Factors affecting recombinant Western equine encephalitis virus glycoprotein production in the baculovirus system.

Abstract: In an effort to produce processed, soluble Western equine encephalitis virus (WEEV) glycoproteins for subunit therapeutic vaccine studies, we isolated twelve recombinant baculoviruses designed to express four different WEEV glycoprotein constructs under the transcriptional control of three temporally distinct baculovirus promoters. The WEEV glycoprotein constructs encoded full-length E1, the E1 ectodomain, an E26KE1 polyprotein precursor, and an artificial, secretable E2E1 chimera. The three different promoters induced gene expression during the immediate early (ie1), late (p6.9), and very late (polh) phases of baculovirus infection. Protein expression studies showed that the nature of the WEEV construct and the timing of expression both influenced the quantity and quality of recombinant glycoprotein produced. The full-length E1 product was insoluble, irrespective of the timing of expression. Each of the other three constructs yielded soluble products and, in these cases, the timing of expression was important, as higher protein processing efficiencies were generally obtained at earlier times of infection.
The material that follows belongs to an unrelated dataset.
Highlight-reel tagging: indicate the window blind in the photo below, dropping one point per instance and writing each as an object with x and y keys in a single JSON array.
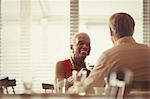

However, immediate early expression did not yield detectable levels of every WEEV product, and expression during the late (p6.9) or very late (polh) phases of infection provided equal or higher amounts of processed, soluble product. Thus, while earlier foreign gene expression can provide higher recombinant glycoprotein processing efficiencies in the baculovirus system, in the case of the WEEV glycoproteins, earlier expression did not provide larger amounts of high quality, soluble recombinant glycoprotein product.
Copyright © 2011 Elsevier Inc. All rights reserved.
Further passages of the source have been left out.